1. Policy evolution: phased adjustment under long-term protection
india's anti-dumping policy against China's PVC began in 2006, and the first final tax of 61.25-147.96 USD/ton was levied in 2007. The first sunset review in 2014 maintained the original tax rate and abolished the tax on South Korea. The second sunset review in 2019 will uniformly reduce the tax rate of China's responding enterprises to the lawsuit to US $61.14/ton (the tax rate for non-responding enterprises is higher); After the anti-dumping duty expires in February 2022, India did not immediately postpone, forming a policy gap.
2. The causal link between the gap period and the final tax increase.
During the policy gap period from mid -2022 to March 2024, China's PVC exports to India soared from less than 1 million tons to 1.33 million tons, and Indian domestic enterprises complained frequently on the grounds of "industrial damage", ultimately pushing the final tax rate in 2025 to increase by more than 100 percent compared with 2019. This process reflects India's long-term tendency to protect the local PVC industry, and the surge in Chinese exports has become a direct incentive for the tax increase.
Short-term and Long-term Effects of Final 3. Anti-dumping Rulings
from the perspective of the development of India's anti-dumping duties on China, India's protection of its own PVC industry has existed for a long time. The intermediate policy gap has brought opportunities to Chinese PVC companies. The rapid growth of China's PVC exports to India is also the second time in India. The key reason for "anti-dumping.
At present, China's PVC exports to India has a certain degree of dependence, the short-term global re-selection of "India for" countries is not realistic. In the next period of time, the export pressure of China's PVC industry may increase sharply, and the corresponding domestic competition pressure will also increase rapidly, and the market price will also show some performance.

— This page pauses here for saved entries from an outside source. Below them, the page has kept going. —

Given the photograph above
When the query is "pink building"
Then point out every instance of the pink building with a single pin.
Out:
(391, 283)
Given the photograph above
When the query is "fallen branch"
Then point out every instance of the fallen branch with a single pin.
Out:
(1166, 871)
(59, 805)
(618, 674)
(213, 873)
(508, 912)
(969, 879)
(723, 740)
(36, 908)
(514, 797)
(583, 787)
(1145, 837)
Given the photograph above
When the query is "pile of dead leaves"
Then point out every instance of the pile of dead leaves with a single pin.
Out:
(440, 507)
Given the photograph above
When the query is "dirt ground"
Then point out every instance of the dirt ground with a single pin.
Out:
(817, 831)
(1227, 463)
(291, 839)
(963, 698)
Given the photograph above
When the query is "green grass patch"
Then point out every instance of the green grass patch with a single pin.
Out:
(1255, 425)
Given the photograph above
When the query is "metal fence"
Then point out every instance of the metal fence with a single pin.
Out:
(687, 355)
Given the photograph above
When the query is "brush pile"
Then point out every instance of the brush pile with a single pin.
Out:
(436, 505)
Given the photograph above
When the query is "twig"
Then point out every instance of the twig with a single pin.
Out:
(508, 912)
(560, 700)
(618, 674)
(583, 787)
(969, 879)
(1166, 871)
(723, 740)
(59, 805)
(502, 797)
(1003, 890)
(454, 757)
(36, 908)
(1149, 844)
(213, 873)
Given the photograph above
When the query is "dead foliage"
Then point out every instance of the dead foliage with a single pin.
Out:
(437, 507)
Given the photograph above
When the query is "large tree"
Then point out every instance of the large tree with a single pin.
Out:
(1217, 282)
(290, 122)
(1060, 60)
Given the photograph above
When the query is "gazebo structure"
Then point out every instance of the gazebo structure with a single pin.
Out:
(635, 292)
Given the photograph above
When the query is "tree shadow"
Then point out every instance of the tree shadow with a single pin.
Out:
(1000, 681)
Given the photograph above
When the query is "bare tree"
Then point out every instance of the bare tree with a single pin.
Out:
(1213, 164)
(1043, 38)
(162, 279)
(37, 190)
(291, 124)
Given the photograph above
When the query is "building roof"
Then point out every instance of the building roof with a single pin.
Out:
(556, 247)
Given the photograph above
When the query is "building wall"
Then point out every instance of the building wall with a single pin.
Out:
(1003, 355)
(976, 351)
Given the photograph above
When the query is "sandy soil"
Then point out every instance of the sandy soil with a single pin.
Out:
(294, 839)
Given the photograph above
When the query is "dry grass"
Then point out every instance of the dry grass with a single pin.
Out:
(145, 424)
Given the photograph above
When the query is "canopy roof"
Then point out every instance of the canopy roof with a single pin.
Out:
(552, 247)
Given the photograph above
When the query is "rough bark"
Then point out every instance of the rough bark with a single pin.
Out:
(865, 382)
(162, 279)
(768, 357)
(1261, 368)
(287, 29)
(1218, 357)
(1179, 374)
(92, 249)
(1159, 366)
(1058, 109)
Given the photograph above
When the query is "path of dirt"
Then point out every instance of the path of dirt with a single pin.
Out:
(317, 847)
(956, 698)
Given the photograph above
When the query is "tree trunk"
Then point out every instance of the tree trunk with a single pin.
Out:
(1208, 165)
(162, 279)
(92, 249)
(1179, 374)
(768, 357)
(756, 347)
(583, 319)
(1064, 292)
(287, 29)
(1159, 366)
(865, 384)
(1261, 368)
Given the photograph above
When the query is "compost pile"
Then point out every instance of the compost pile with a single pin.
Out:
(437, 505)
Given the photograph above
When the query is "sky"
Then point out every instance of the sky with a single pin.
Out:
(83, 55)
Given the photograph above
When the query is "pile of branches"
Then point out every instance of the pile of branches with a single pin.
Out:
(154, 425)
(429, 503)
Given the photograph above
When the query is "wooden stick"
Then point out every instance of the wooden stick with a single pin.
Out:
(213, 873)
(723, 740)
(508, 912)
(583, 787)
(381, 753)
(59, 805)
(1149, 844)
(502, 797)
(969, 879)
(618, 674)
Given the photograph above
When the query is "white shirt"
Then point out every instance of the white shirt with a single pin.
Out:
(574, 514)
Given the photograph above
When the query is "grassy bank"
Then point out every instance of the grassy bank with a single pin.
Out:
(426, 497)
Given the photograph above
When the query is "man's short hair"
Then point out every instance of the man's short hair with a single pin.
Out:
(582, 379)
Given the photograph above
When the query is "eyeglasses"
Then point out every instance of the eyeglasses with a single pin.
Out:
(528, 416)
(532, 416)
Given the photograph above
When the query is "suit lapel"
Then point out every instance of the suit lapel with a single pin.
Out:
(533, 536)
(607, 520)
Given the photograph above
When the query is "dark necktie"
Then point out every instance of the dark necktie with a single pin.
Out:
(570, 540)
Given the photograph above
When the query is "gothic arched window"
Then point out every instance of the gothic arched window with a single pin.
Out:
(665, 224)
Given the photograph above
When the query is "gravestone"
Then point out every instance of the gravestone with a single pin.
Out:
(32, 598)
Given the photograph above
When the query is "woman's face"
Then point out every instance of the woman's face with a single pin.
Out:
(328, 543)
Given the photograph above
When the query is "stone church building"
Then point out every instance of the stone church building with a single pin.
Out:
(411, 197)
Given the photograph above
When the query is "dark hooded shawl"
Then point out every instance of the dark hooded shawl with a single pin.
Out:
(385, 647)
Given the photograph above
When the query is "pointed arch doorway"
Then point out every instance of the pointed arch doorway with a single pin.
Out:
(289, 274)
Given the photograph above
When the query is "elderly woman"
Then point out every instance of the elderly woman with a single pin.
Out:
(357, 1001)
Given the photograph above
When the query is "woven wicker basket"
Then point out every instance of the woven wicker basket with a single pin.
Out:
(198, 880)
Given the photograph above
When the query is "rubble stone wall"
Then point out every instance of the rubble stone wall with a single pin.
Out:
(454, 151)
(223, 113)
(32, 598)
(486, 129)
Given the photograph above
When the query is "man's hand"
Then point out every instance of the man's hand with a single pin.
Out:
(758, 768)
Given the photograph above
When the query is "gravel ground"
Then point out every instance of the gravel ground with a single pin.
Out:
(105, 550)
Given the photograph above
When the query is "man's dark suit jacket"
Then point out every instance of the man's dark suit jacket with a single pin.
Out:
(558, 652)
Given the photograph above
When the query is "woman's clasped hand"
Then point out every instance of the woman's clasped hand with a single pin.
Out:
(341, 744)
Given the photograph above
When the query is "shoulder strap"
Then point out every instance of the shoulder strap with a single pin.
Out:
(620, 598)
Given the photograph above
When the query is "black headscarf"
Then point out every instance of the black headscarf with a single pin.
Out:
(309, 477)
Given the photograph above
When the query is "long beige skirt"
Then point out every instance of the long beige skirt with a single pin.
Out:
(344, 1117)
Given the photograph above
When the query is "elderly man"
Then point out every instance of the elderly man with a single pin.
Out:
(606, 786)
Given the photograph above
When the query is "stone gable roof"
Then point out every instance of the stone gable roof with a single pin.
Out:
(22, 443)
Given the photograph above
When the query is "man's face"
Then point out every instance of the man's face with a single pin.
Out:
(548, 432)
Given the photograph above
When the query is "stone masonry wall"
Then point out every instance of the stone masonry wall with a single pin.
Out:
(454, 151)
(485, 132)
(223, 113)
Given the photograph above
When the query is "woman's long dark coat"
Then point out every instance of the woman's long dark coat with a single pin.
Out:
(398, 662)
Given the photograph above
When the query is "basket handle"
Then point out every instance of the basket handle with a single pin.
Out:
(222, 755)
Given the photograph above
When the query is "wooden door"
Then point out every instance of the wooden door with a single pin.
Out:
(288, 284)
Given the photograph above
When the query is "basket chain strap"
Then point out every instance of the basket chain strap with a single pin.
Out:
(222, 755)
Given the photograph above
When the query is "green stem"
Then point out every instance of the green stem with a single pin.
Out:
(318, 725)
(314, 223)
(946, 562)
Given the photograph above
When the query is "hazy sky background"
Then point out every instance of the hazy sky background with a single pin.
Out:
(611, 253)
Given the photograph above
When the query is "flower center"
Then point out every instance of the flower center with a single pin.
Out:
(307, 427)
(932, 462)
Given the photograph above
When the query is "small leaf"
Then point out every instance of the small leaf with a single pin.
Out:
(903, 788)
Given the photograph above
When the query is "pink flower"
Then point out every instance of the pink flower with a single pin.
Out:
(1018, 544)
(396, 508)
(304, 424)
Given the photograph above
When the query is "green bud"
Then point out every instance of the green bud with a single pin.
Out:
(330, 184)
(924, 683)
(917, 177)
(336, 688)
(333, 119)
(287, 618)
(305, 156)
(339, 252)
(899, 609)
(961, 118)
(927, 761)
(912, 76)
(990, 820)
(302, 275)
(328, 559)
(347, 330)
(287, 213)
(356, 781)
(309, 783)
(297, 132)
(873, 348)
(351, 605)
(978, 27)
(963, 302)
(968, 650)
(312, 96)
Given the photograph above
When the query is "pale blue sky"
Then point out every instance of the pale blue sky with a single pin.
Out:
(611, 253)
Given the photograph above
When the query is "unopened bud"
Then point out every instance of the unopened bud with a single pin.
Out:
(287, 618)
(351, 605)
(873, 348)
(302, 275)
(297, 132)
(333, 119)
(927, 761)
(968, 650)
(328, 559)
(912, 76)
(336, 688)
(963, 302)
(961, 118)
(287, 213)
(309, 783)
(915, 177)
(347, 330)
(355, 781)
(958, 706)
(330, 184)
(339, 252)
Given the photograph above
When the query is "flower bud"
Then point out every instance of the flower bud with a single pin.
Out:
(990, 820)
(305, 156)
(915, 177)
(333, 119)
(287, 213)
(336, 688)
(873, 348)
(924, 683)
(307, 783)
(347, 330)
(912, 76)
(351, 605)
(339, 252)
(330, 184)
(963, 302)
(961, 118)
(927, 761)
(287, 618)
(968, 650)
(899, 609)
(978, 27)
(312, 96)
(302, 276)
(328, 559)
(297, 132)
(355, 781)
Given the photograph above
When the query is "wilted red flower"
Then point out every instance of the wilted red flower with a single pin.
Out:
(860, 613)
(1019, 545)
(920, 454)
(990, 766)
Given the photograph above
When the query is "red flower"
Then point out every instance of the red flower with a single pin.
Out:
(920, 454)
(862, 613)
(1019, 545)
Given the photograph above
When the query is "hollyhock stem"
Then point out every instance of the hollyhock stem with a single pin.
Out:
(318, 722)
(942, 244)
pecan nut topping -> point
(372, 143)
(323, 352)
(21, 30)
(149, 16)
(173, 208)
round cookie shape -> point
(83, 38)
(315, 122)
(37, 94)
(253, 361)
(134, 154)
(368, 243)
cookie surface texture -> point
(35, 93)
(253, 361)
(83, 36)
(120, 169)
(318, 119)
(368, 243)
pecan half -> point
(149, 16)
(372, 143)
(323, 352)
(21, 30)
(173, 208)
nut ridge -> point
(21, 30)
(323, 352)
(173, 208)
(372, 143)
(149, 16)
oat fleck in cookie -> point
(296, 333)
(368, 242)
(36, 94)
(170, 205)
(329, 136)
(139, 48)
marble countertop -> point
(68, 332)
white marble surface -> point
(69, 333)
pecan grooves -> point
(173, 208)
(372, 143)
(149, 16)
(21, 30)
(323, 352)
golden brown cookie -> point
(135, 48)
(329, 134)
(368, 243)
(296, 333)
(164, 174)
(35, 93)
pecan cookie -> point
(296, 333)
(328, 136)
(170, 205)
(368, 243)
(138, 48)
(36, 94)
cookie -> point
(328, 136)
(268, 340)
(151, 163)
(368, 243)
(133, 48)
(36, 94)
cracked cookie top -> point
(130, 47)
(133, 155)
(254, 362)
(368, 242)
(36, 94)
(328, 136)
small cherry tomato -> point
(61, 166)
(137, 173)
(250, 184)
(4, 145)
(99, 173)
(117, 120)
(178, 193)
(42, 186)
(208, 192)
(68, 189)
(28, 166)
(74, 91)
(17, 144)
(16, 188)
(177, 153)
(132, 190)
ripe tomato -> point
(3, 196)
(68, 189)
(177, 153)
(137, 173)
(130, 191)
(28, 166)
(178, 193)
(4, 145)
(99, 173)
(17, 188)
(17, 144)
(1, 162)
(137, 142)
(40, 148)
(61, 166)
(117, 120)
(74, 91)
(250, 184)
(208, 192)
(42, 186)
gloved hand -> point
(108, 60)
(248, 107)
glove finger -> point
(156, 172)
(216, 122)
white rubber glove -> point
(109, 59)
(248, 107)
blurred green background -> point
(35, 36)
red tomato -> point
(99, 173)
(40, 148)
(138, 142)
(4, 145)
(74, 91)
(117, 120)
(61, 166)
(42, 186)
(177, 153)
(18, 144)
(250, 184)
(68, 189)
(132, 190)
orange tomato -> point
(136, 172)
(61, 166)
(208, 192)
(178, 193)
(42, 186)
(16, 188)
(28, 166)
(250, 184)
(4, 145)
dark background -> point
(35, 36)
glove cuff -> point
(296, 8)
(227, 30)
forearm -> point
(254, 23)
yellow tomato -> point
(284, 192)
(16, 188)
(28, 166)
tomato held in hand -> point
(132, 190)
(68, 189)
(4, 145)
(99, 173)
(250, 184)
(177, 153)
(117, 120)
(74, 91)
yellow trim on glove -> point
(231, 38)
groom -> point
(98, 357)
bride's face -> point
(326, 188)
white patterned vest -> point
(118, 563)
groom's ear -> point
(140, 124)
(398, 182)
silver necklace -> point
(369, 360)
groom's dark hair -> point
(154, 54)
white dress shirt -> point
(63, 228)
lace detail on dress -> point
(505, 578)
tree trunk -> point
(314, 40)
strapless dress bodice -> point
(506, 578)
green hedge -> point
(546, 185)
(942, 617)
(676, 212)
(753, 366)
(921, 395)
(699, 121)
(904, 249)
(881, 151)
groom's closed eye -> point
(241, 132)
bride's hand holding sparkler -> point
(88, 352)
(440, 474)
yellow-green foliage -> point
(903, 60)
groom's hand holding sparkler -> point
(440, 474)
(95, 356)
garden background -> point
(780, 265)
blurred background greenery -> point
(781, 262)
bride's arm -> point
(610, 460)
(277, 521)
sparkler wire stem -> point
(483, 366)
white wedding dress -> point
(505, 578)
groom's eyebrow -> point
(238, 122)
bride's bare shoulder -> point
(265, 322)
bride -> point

In addition, India's anti-dumping taxes on China are significantly higher than those of the United States, Japan and South Korea, which is directly related to the proportion of India's imports of Chinese PVC products.
In the long run, India is expected to add 3 million tons of PVC between 2025 and 2028, with a total production capacity of 4.59 million tons in 2028, which is likely to reduce the import dependence of PVC. From this point of view, India is not China's long-term PVC export destination.
For Chinese PVC enterprises, it is necessary to adapt to the structural impact brought about by changes in the international situation as soon as possible, especially enterprises with high export dependence, and do not affect the exploration of consumer markets in other countries because of India's anti-dumping duties. In addition, if conditions permit, we can also carry out the strategic layout of emerging countries such as Southeast Asian countries and Africa as soon as possible, and develop high value-added products such as medical grade PVC and paste resin special materials to avoid tariffs. In the next 3-5 years, the PVC game between China and India will enter a critical period. If Chinese enterprises can take the lead in completing technology, product iteration and global layout, they will be able to take the lead in the next round of competition.